Disaster recovery as a concept should not be introduced as an IT project, in spite of the fact that there are important IT components to any disaster recovery plan.  Instead, disaster recovery is a mindset.  It should appear on the checklist of items to consider for organizational decisions, along with other considerations like “how will this project generate revenue?” and “how will this project impact our commitment to protecting customer data?”

Disaster recovery solutions are more than just another virtual server or service.  Disaster recovery is another insurance policy against the uncertainty of life.  Organizations routinely purchase liability insurance, acts and omissions insurance, and other insurance policies on the basis that unanticipated negative events will inevitably occur.  System failures, computer viruses, and other environmental failures are inevitable, even if rare.  Disaster recovery solutions are a hedge against these unfortunate events.

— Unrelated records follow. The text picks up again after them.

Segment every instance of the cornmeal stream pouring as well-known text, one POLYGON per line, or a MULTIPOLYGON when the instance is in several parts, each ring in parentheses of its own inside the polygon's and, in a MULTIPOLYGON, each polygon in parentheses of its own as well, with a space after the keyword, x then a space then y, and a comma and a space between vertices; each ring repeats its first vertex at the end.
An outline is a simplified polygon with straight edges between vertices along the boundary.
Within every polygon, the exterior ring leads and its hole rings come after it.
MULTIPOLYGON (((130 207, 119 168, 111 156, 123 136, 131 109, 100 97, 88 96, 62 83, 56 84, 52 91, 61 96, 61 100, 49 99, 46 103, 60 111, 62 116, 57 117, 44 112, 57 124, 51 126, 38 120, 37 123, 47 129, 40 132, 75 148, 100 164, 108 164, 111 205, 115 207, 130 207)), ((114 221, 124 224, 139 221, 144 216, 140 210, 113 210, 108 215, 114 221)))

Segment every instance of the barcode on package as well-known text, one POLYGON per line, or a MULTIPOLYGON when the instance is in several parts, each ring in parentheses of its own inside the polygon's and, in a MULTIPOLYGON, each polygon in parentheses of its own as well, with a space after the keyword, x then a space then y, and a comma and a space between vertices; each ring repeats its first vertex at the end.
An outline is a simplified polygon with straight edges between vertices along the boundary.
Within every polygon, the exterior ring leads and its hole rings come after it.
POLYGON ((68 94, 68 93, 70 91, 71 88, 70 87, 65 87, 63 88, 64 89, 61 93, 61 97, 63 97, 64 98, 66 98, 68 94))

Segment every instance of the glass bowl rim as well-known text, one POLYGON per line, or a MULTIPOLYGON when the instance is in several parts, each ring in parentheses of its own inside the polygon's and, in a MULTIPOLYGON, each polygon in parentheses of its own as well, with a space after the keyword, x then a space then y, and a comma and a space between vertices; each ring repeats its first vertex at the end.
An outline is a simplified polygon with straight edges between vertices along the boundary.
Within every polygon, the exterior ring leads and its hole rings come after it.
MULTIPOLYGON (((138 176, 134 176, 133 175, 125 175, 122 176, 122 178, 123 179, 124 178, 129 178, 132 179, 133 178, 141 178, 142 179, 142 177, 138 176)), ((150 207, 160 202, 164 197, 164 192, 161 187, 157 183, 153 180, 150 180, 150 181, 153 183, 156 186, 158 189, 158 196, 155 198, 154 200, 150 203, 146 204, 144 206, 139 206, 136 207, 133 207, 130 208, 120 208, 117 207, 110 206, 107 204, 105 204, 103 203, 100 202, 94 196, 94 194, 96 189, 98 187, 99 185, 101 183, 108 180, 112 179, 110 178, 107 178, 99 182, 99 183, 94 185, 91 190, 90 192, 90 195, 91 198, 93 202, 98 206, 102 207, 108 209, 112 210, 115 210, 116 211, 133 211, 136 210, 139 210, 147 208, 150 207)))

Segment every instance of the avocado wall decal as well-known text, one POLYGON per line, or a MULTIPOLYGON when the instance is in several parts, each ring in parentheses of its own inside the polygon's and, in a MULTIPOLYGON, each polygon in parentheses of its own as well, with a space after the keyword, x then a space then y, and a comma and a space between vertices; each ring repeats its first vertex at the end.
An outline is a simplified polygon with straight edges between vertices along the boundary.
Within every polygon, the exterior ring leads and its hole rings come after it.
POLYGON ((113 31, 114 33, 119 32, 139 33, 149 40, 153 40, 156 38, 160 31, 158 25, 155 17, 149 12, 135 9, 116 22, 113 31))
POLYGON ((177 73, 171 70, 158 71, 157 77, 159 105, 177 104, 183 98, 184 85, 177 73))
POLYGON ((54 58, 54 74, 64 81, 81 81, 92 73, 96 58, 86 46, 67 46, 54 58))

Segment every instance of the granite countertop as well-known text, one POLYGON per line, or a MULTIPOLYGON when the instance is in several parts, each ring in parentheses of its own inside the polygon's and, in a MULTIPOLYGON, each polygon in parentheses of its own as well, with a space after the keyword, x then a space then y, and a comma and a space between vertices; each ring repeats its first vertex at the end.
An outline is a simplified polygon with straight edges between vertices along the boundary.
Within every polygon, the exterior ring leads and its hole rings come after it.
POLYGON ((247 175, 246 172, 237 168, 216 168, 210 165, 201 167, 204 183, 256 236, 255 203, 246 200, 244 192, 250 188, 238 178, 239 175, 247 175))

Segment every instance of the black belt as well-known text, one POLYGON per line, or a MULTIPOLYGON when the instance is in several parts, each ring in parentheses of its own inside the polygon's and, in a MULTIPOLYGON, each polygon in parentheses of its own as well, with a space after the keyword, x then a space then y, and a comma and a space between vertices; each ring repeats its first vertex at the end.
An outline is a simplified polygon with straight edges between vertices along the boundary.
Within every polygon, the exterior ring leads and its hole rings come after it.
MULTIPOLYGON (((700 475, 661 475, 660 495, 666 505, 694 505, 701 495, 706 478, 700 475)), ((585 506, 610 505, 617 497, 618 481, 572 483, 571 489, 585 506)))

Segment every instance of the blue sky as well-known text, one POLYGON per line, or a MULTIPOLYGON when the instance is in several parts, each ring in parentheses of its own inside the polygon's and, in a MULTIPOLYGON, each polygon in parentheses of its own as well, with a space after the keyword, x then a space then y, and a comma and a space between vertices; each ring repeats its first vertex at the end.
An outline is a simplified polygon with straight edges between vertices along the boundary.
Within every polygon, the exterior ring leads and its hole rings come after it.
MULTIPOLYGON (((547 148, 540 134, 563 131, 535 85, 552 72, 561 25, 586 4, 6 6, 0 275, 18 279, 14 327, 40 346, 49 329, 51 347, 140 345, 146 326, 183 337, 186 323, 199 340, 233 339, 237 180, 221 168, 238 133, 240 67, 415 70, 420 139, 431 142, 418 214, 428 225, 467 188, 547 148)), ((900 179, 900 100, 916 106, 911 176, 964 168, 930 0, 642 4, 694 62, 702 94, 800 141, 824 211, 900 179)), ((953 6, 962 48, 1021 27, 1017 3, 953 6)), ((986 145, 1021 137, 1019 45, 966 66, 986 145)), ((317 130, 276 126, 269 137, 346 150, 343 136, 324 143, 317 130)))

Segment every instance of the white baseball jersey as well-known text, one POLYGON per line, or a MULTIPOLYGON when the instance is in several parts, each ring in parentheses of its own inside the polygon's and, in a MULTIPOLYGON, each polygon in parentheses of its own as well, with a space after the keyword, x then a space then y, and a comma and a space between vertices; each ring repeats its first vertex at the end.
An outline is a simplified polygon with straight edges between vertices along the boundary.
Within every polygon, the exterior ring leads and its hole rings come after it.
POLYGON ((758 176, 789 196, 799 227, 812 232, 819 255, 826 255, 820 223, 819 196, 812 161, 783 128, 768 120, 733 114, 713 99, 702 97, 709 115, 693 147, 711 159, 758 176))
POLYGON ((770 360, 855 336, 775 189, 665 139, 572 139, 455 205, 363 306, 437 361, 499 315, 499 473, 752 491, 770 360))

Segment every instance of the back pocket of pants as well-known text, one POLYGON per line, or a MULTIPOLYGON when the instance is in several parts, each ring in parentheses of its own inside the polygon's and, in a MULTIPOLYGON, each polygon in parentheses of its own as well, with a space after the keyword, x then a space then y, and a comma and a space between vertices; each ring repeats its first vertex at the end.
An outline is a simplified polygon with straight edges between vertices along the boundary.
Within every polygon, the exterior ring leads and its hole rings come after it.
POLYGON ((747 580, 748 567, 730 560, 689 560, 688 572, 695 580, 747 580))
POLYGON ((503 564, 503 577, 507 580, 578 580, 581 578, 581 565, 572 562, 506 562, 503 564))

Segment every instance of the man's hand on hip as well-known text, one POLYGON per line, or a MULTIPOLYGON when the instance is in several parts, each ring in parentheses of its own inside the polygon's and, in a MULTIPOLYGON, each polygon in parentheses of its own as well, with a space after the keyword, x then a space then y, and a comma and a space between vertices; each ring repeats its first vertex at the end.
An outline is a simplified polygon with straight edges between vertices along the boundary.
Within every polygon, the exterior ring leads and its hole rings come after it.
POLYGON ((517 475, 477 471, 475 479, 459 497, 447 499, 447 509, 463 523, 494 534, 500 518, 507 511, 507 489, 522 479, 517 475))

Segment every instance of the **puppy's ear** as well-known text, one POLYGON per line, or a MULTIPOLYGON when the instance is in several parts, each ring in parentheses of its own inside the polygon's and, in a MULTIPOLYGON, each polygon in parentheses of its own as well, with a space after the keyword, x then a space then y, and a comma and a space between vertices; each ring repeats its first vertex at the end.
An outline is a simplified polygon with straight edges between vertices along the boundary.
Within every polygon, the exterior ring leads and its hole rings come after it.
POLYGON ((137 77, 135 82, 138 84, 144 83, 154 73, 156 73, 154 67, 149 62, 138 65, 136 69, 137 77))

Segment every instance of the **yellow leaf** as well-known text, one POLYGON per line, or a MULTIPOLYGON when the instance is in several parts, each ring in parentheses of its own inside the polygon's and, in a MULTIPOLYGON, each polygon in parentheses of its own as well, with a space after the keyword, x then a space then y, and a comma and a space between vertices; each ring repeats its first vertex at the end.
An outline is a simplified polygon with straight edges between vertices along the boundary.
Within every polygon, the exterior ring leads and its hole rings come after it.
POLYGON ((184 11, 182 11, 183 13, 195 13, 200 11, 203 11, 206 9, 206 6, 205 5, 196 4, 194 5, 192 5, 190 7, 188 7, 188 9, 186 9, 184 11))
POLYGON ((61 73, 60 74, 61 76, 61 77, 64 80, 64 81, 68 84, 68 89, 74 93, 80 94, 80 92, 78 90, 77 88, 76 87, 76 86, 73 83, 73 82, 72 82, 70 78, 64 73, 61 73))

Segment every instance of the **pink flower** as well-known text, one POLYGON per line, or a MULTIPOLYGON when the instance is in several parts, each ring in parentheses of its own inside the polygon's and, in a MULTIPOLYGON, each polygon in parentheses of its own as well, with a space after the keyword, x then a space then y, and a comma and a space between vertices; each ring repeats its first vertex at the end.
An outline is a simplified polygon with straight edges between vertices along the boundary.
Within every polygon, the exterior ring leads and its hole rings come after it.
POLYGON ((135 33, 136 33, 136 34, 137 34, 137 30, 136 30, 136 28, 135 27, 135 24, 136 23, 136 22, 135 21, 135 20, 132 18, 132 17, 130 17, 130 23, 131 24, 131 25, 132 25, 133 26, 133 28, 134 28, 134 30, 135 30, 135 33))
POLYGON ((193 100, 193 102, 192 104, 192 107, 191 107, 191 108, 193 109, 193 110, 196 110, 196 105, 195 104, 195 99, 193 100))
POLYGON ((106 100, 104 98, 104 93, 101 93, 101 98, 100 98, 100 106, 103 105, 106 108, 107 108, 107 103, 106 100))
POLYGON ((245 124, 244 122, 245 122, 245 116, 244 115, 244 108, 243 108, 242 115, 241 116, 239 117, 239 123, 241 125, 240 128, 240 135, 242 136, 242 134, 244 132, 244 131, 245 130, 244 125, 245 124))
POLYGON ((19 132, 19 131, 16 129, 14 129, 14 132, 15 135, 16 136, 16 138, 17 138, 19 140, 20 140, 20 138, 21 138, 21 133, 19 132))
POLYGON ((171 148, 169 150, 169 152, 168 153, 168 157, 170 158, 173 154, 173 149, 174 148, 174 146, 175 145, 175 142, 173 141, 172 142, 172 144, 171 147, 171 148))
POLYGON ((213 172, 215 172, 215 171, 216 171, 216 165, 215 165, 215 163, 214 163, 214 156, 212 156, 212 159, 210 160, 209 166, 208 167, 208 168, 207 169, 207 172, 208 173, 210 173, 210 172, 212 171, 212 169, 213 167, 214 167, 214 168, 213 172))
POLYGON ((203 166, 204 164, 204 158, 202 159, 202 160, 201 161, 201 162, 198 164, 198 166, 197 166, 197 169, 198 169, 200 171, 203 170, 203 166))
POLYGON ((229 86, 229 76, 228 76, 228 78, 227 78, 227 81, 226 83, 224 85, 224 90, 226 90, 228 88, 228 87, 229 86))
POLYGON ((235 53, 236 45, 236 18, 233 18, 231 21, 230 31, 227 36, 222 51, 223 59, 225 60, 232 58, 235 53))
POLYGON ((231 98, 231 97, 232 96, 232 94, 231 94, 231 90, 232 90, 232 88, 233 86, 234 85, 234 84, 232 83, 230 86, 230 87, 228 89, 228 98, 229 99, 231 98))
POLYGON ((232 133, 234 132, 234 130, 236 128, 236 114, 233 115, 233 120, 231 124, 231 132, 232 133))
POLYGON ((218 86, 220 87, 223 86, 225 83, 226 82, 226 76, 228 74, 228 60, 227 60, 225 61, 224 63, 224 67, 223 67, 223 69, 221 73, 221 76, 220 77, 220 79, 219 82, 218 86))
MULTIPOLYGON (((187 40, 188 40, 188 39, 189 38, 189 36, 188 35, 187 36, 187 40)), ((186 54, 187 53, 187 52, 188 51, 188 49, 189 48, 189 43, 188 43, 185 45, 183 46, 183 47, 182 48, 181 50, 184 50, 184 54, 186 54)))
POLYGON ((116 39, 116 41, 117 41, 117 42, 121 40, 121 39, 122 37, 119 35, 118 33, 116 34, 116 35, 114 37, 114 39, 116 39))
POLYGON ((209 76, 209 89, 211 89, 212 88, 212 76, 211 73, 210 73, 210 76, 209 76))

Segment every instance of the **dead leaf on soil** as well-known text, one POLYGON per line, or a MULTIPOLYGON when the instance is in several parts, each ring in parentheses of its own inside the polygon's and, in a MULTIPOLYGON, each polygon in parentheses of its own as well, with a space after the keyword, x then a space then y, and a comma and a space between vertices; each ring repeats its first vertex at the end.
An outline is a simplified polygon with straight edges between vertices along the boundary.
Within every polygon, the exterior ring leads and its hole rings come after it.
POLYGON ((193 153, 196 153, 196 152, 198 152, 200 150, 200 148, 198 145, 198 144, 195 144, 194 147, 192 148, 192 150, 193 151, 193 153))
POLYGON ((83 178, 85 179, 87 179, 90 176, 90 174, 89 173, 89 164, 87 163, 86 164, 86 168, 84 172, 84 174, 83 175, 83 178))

Risk assessments for information systems help organizations to quantify their exposure to the unknown, and to estimate the potential impact to the organization if a threat is realized.  Risk assessments also provide an orderly way to prioritize system recoveries, so that a disaster recovery solution focuses on mitigating the largest risks to the most critical information systems.  As was pointed out at the presentation, payroll systems often seem the most critical systems, but the mitigations for the unexpected failure of a payroll system may not be a computer solution at all.  Instead, the organization may elect to simply pay employees cash based on their last pay check, and reconcile payments once the payroll system is available again.